In the middle of Gold Beach is the town of Arromanches. It became one of two assembly points for the Mulberry artificial harbors, temporary jetties of prefabricated concrete supports, steel spans, and floating piers that were towed across the channel in sections and aligned perpendicularly to the beach. A similar harbor at Saint-Laurent-sur-Mer, at Omaha Beach, was destroyed (June 19-22) by harsh storms. Thus, Arromanches became one of the principal offloading areas for Allied troops and supplies until permanent harbors could be repaired elsewhere. The remains of the Mulberry can still be seen in the water. A local museum (Musée du Débarquement) displays artifacts, three-dimensional models, photographs, and film footage related to the Normandy Invasion.

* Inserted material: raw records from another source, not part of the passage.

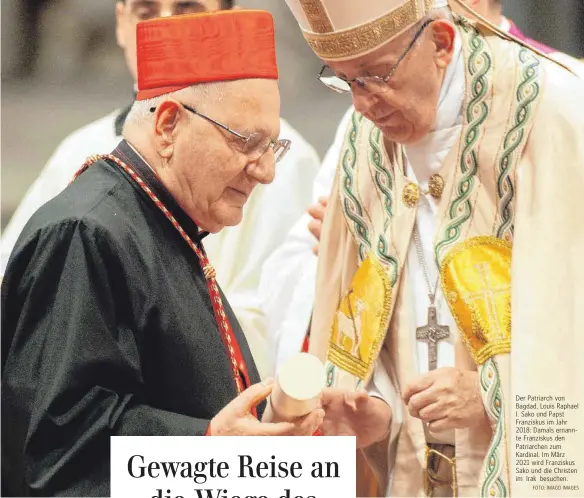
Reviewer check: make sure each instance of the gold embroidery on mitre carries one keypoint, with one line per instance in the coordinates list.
(361, 320)
(317, 16)
(367, 37)
(476, 278)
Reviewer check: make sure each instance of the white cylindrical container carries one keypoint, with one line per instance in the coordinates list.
(297, 389)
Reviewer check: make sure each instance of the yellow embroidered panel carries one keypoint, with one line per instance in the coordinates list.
(476, 280)
(361, 320)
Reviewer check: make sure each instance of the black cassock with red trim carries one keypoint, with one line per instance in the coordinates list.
(107, 329)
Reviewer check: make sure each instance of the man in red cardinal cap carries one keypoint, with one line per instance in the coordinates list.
(112, 320)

Omaha Beach is a wide sandy beach at low tide. I think the soldiers landed at low tide so they could see the obstructions that were installed by the German army.
Bonnie is checking out a German bunker that overlooks the beach. Notice how thick the walls are.
This is a view of the beach from the bunker.
This is the current view of the beach from the water.
This German position has a good view of the beach.